Soon afterwards, in August to be precise, Stalin’s pact with Hitler made nonsense of all this pussyfooting.
The older generation of Stalinists must sometimes wonder whether something similar, isn’t waiting around the corner for them now, as they shuffle their double-meaning slogans on the H-bomb.
What happened to Agag? – Why, he was hewn to pieces before the Lord, I regret to say.
The new volume of the Dictionary of National Biography, covering the years 1941–50, contains brief lives of many prominent men and women who died in that period.
The biography of Lord Baldwin quotes a letter of his written after the General Strike, in which he expresses the fearful attitude of his class towards the workers.

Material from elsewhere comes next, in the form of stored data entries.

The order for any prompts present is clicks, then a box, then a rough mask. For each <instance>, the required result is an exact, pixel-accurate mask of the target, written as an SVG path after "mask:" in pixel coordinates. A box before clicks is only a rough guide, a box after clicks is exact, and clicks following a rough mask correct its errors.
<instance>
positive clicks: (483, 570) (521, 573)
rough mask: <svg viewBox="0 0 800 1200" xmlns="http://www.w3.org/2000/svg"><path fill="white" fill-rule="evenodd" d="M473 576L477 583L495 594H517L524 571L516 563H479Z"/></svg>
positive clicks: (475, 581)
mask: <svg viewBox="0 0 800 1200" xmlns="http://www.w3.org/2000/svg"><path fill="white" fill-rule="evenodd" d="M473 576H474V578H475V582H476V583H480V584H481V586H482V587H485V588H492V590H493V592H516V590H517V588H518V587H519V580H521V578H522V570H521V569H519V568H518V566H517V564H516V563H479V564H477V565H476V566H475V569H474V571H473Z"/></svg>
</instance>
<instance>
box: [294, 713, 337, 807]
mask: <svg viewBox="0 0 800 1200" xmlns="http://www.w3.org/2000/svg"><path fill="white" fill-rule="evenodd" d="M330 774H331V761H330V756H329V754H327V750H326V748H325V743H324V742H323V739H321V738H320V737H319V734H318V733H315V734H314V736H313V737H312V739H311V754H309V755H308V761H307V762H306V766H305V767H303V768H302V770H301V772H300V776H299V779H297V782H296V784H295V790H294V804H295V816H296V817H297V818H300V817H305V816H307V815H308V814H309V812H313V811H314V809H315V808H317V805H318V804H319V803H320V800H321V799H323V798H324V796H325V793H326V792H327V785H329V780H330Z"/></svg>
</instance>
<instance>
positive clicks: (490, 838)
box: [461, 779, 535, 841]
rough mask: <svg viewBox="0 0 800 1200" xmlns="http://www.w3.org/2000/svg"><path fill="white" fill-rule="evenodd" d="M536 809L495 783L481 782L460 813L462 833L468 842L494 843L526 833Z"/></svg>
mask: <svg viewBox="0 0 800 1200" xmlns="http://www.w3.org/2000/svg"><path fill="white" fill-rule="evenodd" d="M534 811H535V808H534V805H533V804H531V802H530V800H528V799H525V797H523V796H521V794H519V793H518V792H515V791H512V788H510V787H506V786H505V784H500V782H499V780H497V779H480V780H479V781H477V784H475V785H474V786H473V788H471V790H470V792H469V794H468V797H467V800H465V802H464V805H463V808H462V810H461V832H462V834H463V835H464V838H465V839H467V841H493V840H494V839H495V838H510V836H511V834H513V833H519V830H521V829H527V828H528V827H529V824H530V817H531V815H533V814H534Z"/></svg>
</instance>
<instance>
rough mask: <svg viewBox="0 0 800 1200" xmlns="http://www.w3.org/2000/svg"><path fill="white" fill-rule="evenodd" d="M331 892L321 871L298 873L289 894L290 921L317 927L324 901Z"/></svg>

‘Democracy has arrived at a gallop in England, and I feel all the time it is a race for life. Can we educate them before the crash comes?’
A good deal of ‘educating’ of the workers along the lines desired by the Baldwins has, of course, been done by trade union and Labour Party leaders of the type of J.R. Clynes, who also appears in these pages.
As Home Secretary in the second Labour government he became notorious for his use of police against strikers. (He also refused Trotsky permission to settle in England.) Such services are rendered in return for solid rewards.
‘In 1947’, we read, ‘Clynes wrote to The Times and other journals relating his straitened circumstances owing to the insufficiency of his union pension, and a fund was raised by his parliamentary colleagues and friends. Those closest to him felt that his complaints were ... hardly justified, a view which was somewhat confirmed when his will came to be published.’
A very different man, who died in 1942, but for some reason is not accorded a place in this volume, was the Rev. Conrad Noel, vicar of Thaxted in Essex.
An outstanding propagandist for socialism, Noel influenced a number of men who were militant at one time and another – in the British working-class, movement, such as Harry Pollitt and Reg Groves, one of the founders of Trotskyism in Britain.
Utterly unlike some later ‘progressive’ clergymen, Noel came out in defence of Trotsky when he was being slandered during the notorious Moscow trials, an action typical of the integrity which won him universal respect.
He will be honoured when the Baldwins and Clyneses are mere bogy men of the bad old days.